I was lying on the beach the other day with my eyes closed, and with a slight breeze cooling me off, it was easy to feel the Sun's warmth on my body. I'd feel remiss describing it in any way other than a caress. It was gentle, the Sun's touch -- loving. I thought, as I have before, about the Sun's importance to the world. I hesitate calling it the source of all life, but it is certainly the support of all life -- the Earth's only nurturer. See...life is an endless process of consumption. Living things more or less spend all their time turning other things into themselves. Once we get past the actual physical materials used to fill our blood and bones, all that's left to drive this machine is energy. Life consumes energy, and it has to come from somewhere. Ours, ultimately, comes from the Sun. I lay back and felt the light wash over me, and I smiled, content, feeling connected to a truth as old as life: that the Sun is our giver and sustainer, the warmth and light and life of the entire planet.

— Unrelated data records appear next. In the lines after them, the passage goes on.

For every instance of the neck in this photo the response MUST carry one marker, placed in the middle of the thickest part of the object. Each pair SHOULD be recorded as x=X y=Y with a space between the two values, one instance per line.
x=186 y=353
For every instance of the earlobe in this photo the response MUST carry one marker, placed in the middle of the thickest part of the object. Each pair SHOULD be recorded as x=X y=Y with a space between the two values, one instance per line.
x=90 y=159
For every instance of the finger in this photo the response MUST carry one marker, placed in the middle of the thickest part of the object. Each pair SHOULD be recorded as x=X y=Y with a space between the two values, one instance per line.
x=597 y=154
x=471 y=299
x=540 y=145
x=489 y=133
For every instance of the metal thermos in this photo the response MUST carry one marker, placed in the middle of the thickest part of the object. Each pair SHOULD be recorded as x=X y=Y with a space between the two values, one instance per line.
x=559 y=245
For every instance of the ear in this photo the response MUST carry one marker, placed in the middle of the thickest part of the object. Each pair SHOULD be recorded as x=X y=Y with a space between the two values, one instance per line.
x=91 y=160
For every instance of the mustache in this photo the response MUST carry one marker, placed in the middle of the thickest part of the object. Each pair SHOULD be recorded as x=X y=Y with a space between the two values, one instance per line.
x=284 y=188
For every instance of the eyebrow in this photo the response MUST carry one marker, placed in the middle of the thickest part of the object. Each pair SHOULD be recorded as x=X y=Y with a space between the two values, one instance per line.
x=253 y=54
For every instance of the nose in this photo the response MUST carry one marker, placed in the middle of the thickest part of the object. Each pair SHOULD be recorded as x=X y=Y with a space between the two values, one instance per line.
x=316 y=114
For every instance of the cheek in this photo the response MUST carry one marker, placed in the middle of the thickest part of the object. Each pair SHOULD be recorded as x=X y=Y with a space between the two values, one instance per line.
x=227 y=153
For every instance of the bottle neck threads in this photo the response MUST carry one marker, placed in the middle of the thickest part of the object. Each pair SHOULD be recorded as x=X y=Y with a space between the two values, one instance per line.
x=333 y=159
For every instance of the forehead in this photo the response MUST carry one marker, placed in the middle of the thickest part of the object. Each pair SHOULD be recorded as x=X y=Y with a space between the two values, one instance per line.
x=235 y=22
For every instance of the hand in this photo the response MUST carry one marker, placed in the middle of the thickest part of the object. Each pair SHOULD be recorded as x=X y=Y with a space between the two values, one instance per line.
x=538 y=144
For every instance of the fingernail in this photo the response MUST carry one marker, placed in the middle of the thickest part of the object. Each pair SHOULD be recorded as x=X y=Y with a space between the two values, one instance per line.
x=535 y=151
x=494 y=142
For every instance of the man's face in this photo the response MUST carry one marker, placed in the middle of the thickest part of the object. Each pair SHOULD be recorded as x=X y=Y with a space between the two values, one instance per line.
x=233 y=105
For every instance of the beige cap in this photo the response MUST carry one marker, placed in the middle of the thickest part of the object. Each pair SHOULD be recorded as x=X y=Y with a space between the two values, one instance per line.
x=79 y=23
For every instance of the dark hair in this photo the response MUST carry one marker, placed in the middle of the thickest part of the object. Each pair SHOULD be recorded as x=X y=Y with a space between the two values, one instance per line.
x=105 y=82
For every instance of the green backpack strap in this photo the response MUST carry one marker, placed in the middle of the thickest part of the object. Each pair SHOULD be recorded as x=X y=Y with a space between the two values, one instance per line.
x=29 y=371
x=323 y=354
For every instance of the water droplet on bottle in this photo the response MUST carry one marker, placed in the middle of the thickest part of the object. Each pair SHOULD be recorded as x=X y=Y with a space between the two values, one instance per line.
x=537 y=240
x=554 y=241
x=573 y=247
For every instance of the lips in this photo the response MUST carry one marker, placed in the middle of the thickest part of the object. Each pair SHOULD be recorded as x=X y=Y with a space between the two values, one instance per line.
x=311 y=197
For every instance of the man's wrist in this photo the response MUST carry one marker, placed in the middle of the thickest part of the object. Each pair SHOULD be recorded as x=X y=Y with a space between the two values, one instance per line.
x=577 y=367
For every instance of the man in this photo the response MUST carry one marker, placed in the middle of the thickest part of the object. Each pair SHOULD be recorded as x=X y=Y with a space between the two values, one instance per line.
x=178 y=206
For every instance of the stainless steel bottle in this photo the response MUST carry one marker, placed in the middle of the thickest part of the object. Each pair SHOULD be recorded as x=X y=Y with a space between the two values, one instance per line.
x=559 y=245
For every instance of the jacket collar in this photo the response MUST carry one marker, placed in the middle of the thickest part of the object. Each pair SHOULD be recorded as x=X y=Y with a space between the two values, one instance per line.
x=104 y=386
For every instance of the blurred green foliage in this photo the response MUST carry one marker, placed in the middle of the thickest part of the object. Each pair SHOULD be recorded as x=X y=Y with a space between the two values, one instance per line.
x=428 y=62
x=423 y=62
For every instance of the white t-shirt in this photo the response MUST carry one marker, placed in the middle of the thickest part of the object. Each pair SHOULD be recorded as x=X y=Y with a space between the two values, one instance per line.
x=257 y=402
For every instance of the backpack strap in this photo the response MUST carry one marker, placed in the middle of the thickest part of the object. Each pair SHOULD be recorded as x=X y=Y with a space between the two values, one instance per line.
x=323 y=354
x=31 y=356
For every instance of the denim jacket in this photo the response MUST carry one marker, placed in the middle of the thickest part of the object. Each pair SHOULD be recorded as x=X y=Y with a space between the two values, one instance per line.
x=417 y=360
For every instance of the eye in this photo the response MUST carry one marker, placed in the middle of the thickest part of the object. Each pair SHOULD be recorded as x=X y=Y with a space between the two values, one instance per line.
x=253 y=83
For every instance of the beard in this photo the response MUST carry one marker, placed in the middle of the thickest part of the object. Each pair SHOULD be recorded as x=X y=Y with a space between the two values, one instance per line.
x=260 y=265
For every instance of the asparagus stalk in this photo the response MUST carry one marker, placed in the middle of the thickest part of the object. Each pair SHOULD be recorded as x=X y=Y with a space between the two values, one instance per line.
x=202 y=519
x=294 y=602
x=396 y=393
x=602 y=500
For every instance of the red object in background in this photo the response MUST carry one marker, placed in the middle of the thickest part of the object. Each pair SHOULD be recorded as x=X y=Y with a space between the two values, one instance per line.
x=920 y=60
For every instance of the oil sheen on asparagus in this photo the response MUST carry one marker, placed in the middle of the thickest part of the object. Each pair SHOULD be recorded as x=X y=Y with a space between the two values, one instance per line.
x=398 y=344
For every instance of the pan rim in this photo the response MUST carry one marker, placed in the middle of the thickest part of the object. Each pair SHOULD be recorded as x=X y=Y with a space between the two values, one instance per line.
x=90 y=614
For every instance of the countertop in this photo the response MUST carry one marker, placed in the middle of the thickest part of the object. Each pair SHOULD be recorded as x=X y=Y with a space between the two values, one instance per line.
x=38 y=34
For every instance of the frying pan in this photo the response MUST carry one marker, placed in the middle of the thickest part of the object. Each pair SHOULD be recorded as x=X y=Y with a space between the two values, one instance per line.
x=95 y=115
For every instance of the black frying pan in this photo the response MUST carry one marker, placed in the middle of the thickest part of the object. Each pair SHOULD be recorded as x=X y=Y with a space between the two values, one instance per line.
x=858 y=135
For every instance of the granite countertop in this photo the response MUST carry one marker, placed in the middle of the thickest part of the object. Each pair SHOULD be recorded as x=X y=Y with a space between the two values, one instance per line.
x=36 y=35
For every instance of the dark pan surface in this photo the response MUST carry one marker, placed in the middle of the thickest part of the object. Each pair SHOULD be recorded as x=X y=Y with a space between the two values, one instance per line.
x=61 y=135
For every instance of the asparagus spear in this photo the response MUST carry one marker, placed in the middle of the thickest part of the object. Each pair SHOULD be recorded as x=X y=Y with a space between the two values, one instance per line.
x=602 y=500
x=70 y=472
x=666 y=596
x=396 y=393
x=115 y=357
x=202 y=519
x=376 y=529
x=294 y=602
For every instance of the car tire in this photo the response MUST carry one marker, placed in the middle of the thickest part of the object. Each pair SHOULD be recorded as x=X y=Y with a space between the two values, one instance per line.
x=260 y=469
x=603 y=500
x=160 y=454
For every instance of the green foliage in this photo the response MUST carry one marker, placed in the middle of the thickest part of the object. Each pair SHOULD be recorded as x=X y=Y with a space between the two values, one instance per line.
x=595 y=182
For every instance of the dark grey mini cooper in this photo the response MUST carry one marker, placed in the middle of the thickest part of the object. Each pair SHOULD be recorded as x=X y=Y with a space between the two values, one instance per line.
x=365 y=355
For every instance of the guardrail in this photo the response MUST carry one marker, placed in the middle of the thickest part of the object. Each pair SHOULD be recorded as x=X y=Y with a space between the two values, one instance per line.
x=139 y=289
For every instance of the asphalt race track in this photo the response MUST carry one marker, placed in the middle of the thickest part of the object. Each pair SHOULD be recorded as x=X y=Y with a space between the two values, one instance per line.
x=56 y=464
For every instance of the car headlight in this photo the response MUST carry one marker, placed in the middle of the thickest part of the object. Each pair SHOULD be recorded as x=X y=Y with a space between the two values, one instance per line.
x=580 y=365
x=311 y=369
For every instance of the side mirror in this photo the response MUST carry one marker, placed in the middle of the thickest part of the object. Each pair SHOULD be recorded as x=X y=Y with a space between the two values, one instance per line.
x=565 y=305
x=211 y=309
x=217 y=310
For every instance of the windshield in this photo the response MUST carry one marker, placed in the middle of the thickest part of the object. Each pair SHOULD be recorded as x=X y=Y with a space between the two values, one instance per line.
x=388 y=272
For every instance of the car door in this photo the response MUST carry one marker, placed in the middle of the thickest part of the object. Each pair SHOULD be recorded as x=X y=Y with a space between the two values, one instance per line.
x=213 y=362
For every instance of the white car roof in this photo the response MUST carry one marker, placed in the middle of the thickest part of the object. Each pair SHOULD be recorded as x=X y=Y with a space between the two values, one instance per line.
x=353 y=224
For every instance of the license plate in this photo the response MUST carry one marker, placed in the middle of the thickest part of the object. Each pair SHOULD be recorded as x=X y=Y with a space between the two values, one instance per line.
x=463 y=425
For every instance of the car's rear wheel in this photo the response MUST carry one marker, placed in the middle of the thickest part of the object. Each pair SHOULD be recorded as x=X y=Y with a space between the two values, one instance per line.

It is, in truth, all those things.
Many hours later, back in my house, I was thinking about how your point of view shapes your relationship with the world. And despite the experience I had undergone earlier that afternoon, I was reminded of another reality...another truth.
And that truth is: that the sun is also a two-billion-billion-billion-ton nuclear furnace, and it ceaselessly throws out into the universe a quantity of radiation so powerful that, despite having traveled 93 million miles through the wastes of space and having punched through 100 miles of atmosphere, it can still blast into my body and crack apart the DNA in my very cells, scorching the outer layers of my epidermis like a blowtorch caramelizing the top of a crème brûlée.
This is also the truth.
And I feel...either way...you just gotta respect that.